Le misi un braccio attorno al fianco, subito dopo, appoggiò la fonte sulla mia spalla.

"Tu non sei sola"

***

Mi massaggiai lentamnete la fronte e sbuffai, prendendo in mano il libro per poi chiuderlo.

"Justin!" disse la rossa dopo che le ebbi strappato il libro dalle mani.

"Scusami, ma davvero non ce la faccio più. È più forte di me, non ci riesco"

Lei ridacchiò e si mise vicino a me.
Appoggiai la testa sul cuscino e mi abbandonai al suo soffice tessuto.

"Come credi che andrà l'esame?" le domandai.

"Andrà bene, vedrai" mi rassicurò, "devi solo stare tranquillo"

"Ma io sono tranquillo" borbottai.

Lei esitò per un attimo.
"Hai ragione" disse, "forse anche un po' troppo tranquillo"

"Comunque" cambiai discorso, "almeno questo è l'ultimo esame per un po' di tempo, grazie a Dio esistono le vacanze natalizie!"

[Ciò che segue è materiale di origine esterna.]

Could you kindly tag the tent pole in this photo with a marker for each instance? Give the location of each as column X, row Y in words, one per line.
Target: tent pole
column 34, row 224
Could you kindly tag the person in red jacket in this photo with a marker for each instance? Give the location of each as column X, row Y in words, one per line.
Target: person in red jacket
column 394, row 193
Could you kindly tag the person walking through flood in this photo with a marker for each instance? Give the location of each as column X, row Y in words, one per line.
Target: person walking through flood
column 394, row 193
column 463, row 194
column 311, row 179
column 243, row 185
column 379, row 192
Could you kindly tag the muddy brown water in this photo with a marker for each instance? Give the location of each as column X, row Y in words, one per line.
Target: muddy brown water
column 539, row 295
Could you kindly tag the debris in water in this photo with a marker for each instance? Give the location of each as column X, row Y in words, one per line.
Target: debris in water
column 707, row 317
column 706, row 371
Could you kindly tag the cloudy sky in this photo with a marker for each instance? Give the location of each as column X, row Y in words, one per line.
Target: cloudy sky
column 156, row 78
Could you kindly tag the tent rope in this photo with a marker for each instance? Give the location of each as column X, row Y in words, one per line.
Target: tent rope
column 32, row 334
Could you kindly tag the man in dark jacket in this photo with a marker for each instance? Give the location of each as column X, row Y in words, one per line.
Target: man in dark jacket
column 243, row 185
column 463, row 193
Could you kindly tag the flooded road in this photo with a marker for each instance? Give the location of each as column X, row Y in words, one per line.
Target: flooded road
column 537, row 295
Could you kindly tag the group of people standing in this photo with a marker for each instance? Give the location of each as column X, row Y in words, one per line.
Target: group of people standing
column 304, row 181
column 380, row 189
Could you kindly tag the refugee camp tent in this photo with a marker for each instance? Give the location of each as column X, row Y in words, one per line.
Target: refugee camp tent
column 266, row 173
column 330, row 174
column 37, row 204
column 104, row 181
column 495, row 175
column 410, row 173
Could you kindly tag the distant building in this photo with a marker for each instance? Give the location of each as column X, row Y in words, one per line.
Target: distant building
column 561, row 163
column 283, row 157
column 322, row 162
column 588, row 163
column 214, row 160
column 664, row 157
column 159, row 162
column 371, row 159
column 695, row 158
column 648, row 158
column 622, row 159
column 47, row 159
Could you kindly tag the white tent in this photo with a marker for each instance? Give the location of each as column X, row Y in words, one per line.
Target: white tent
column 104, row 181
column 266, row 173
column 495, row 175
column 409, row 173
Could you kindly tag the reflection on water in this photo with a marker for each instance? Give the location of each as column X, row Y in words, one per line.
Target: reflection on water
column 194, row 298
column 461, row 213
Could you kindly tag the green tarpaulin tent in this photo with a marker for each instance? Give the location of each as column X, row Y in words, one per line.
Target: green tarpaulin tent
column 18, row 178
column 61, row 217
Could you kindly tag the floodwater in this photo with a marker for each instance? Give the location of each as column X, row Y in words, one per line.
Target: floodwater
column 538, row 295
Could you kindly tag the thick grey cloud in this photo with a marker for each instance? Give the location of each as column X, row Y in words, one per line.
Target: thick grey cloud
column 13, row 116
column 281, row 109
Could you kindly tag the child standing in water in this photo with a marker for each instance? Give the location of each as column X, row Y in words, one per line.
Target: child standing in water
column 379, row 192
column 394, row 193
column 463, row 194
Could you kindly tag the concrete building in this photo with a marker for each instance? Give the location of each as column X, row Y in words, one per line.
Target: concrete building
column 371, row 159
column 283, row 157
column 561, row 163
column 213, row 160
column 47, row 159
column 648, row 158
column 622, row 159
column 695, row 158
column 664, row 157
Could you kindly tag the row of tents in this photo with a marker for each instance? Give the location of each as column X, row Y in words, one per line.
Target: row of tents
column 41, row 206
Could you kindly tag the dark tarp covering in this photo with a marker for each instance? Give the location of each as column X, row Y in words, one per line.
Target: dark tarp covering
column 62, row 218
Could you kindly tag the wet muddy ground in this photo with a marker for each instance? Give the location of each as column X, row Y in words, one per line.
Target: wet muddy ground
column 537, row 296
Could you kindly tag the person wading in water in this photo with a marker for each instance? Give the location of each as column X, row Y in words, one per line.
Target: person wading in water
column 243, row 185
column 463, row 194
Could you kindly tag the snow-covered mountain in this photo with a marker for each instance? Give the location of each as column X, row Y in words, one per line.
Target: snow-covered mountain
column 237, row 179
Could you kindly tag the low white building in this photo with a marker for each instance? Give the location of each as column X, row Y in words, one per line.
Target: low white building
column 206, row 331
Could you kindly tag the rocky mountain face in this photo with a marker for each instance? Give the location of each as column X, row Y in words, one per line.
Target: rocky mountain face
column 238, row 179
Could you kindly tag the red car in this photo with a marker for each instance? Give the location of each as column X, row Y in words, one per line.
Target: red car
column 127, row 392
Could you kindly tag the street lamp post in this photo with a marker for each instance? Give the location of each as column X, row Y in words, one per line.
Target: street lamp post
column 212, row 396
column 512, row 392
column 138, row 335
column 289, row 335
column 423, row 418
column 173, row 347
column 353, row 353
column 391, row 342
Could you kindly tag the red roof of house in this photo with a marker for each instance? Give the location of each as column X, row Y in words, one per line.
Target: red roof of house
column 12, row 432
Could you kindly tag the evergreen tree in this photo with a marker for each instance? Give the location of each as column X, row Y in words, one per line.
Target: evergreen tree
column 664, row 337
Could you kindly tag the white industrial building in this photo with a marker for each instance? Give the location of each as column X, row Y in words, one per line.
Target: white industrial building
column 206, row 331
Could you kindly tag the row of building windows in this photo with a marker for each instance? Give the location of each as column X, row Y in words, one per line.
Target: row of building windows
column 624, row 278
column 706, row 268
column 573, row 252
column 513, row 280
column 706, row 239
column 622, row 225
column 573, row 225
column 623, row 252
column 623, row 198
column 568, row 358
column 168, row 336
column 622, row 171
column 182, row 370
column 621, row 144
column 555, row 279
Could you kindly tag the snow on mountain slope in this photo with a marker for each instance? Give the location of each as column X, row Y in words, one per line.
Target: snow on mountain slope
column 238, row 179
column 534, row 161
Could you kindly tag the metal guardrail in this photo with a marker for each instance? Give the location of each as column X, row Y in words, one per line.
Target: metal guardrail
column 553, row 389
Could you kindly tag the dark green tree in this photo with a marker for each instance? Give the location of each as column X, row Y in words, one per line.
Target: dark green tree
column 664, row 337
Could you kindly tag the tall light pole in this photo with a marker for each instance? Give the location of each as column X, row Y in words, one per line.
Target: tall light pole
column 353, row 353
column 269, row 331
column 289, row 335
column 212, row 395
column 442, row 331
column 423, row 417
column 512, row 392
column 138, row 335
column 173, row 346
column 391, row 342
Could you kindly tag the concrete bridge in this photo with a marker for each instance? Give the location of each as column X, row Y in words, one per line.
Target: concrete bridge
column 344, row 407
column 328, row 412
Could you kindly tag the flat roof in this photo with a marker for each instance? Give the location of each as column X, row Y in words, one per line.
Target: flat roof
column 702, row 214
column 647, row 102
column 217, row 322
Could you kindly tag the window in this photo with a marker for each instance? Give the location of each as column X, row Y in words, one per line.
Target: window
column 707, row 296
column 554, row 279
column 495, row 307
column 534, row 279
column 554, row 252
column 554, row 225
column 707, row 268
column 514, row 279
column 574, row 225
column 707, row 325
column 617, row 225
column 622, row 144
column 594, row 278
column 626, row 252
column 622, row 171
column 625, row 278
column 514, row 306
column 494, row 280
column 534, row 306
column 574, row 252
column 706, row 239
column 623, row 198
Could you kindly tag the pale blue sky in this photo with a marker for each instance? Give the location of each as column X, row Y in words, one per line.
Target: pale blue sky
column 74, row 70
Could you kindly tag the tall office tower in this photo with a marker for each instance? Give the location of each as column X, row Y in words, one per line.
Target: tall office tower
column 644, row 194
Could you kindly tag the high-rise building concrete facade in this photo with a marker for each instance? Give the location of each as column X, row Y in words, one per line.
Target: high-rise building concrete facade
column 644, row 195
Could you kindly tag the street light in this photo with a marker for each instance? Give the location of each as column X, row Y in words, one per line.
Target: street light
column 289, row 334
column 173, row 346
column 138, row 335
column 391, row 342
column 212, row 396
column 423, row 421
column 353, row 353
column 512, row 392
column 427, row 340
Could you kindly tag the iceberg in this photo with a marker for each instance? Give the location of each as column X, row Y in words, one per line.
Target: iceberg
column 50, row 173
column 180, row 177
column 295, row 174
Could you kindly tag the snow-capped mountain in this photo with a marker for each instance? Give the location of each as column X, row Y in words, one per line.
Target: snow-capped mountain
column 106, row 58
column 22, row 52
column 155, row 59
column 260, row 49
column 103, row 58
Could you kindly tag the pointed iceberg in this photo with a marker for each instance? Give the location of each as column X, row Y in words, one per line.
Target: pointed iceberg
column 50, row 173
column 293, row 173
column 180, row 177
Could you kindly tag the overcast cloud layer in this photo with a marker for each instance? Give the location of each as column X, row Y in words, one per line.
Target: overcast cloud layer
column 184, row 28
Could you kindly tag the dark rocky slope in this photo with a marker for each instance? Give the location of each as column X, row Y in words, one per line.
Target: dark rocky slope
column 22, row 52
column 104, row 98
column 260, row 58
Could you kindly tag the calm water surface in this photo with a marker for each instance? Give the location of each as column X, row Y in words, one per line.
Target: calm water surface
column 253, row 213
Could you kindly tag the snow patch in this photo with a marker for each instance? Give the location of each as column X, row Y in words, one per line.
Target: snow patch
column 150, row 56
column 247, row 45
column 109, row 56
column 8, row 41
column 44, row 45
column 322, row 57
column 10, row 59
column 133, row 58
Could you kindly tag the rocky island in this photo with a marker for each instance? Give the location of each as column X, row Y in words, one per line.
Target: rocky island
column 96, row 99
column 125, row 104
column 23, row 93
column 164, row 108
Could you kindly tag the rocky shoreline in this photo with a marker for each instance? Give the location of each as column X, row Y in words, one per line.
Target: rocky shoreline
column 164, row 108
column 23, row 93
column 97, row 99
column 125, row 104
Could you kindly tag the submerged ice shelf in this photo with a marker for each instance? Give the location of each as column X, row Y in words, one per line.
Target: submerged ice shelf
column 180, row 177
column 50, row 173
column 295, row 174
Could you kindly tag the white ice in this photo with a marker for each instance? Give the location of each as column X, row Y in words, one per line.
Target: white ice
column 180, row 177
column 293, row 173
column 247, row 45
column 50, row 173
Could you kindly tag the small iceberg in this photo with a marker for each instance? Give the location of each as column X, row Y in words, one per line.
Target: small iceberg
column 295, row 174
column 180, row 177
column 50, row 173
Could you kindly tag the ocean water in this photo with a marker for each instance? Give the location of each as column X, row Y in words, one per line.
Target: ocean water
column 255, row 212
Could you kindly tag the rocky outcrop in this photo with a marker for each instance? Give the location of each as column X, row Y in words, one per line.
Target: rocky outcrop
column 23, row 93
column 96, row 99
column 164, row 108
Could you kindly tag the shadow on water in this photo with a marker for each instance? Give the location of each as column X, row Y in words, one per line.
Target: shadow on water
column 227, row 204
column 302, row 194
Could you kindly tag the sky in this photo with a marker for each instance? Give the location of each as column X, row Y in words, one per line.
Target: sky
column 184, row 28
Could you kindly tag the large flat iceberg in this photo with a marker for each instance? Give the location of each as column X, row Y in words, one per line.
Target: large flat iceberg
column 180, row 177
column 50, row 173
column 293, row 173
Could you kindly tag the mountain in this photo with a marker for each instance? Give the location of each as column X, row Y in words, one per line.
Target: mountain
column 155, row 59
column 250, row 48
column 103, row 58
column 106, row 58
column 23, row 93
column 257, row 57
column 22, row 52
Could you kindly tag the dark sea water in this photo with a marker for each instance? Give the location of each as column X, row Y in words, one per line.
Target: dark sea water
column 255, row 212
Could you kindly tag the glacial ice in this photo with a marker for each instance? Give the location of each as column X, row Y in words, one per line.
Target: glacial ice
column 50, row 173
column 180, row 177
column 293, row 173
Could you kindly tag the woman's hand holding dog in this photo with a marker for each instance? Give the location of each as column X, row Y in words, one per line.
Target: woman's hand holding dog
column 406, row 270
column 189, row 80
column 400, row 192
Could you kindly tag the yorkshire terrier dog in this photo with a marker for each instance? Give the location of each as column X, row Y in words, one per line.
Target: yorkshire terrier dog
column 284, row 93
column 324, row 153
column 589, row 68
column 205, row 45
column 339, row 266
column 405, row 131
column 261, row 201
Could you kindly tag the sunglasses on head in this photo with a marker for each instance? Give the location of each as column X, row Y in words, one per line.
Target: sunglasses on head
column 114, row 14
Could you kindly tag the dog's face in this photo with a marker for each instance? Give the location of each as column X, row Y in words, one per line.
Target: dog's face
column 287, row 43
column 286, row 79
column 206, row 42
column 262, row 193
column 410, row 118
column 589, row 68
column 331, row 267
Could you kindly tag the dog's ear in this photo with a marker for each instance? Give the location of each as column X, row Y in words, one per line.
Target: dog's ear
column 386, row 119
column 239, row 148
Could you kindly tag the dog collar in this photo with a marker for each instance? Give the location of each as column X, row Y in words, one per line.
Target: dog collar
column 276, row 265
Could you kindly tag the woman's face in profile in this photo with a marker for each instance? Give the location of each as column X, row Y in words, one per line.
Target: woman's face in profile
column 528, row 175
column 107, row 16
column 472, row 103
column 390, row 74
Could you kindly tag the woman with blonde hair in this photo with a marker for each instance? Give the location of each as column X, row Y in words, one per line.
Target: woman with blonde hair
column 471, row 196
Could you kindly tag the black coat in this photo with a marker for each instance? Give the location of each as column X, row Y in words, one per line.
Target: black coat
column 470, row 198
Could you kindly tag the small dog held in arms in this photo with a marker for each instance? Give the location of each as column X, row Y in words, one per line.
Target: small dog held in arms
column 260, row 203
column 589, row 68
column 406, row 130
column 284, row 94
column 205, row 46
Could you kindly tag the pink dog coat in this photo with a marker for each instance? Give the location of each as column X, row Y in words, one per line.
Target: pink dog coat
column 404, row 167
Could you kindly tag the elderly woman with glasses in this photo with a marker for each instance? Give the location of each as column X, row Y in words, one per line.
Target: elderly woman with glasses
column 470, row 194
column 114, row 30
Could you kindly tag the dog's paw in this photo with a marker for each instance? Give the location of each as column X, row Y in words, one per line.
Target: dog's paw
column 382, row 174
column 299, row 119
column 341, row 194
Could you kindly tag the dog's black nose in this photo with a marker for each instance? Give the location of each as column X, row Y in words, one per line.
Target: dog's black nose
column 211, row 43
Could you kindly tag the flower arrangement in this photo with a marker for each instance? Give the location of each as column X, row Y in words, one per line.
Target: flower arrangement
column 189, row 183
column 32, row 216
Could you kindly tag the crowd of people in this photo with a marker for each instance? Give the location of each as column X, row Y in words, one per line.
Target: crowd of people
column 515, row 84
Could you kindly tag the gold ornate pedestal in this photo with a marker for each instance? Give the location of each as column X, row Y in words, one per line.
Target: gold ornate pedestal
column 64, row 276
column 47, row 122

Lei si appoggiò sulla mia spalla.
"Odio il Natale"

"Come si fa ad odiare il Natale, uh? È una delle feste più belle di tutto l'anno" le dissi.

"Non lo so, forse perché sto sempre da sola"

"E tuo padre, scusa?"

Lei sospirò.
"Va a trovare i suoi genitori, loro abitano in un'altra città"

"E tu cosa fai da sola il giorno di Natale?" chiesi.

Lei alzò le spalle.
"Quello che faccio ogni altro giorno, ma fa niente, non mi importa poi così tanto"

Sospirai, mentre iniziai un po' a rifletterci sù.